The backend fixes split across the prompt and the runtime. Rewriting the subagent's prompt around snapshot-first interaction and visible-text element naming, then raising its step budget from 25 to 50, cleared the visible failure modes. A subtler one lived in the Pydantic-translation layer between the extension's tool schemas and the agent framework: it had been silently injecting empty defaults the model never sent, which broke the extension's Zod validation on every call. Handing the schemas through directly deleted both the layer and the failure mode.

On the frontend, the biggest win was an ergonomics problem dressed up as a perf problem. The single verb the model used to fill text inputs did double duty: a flag controlled replace versus append, but the agent had no clean way to signal intent and kept cycling through fallbacks. Splitting it into two verbs deleted the ambiguity, and swapping the focus path from three simulated mouse events to a direct focus call cut a fill from about 5,000ms to 40ms. The suite went from missing several cases to passing all of them; the worst case dropped from over a hundred seconds to under seventy.

The chat product

The frontend began as a tiny SPA I used to exercise the backend, and slowly turned into the actual product surface. I scaffolded the React app first with the architectural pieces I knew I would need: Zustand stores, an API client with tenant and user headers, a feature-folder layout, settings pages, a command palette, conversation search, responsive sidebar behaviour, and a small feature-flag system. Once that frame was in place, I started iterating on the chat surface itself.

Most of the chat polish lives in the composer: keyboard shortcuts, prompt suggestions, attachment chips, a slash menu, inline tab mentions with favicons, queued sends, and a stop control that maps cleanly onto the streaming-abort protocol. Markdown and Streamdown render the assistant's text; tool indicators and parallel-tool views render its actions. The smaller details, like focus handling, auto-scroll, mobile layout, and long-text overflow, are what make the surface feel finished.

Automation visibility was its own thread of work. I added a CDP session indicator and a glowing frame around the controlled tab so users could see when the agent was actually driving their browser. The frame started as plain CSS, but it felt too quiet next to the rest of the UI, so I rebuilt it as a WebGL pulsing-border shader.

Quality, security, and performance

Validating the system grew into its own track of work as the surface area expanded. I added tests around domain and use-case behaviour, search repositories, streaming, and the agent services themselves, and treated the WebSocket and API-key paths as real security boundaries: request-scoped ownership checks, a one-time ticket for the relay, narrow tool schemas, and a clear separation between user-injected provider keys and internal config.

Performance came in passes as the system grew.
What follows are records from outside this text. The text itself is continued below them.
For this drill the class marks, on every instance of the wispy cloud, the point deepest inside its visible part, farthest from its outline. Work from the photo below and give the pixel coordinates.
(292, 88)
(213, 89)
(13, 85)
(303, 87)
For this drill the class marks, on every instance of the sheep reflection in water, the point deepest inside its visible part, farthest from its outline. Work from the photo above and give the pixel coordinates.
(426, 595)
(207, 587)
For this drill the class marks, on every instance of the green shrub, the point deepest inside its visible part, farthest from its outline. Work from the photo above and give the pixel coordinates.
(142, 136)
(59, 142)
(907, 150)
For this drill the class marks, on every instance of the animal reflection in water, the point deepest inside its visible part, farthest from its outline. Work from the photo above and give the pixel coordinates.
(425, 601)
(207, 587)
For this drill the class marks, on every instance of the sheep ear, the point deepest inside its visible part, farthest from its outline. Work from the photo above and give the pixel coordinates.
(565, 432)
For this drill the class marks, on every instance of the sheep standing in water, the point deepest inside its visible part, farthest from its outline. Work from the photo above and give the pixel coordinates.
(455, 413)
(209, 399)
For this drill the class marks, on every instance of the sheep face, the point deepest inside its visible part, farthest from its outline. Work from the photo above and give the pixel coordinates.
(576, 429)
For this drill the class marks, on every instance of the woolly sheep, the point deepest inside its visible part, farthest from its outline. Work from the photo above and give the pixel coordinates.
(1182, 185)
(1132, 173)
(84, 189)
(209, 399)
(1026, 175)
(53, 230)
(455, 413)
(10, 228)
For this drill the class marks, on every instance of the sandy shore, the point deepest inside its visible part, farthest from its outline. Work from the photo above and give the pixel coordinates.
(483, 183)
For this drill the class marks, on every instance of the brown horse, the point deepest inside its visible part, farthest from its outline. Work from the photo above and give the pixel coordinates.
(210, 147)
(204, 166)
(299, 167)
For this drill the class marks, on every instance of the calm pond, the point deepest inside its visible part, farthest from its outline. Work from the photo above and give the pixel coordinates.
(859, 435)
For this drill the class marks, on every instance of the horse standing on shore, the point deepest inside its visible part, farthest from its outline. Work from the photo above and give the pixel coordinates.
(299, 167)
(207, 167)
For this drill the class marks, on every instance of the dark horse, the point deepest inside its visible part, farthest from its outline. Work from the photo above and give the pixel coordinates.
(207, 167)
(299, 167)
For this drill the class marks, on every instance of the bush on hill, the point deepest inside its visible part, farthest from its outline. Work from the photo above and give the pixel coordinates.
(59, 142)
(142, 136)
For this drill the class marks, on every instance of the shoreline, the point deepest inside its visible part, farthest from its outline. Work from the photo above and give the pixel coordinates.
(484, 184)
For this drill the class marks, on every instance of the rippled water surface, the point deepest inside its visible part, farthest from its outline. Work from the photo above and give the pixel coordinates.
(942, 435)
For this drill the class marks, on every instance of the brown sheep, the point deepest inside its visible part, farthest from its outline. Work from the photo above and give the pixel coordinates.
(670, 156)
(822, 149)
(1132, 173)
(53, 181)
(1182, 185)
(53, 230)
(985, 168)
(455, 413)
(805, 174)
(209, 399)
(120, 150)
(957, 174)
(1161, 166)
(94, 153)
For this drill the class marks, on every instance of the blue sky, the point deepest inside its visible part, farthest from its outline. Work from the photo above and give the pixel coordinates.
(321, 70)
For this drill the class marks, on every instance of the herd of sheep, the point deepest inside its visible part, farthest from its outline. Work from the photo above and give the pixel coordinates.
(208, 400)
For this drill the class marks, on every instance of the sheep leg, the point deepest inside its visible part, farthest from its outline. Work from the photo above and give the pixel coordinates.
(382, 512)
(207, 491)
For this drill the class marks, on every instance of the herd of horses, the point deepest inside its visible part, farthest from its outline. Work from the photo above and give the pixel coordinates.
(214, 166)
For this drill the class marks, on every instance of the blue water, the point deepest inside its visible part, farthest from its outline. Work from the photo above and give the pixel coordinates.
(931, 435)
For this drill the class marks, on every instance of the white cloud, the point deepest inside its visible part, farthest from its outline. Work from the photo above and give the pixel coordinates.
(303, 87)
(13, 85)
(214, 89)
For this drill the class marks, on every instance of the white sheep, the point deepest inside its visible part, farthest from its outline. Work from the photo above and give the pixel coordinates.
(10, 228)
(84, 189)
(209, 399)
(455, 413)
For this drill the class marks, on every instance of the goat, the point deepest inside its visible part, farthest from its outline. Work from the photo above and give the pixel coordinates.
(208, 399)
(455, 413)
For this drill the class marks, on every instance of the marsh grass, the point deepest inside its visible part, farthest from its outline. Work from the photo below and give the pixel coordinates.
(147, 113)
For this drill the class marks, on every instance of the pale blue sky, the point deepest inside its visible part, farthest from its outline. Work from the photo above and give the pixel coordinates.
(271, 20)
The streaming pipeline alone needed LLM-instance caching to avoid reconnect churn, RAF-batched store updates to keep React from re-rendering on every token, and stream coalescing so multi-tool turns render in a stable order. Memoisation and render cleanup in the message list closed the rest of the gap.

What's next

Looking back across the four months, the part I am most proud of is that the system is still growable. A handful of next steps have not shipped yet: context compaction through middleware, generative UI for tool output, agent skills, MCP integration, and a sandbox layer for tools that need stronger isolation. Each one slots into a seam I left open by design, rather than forcing a rewrite.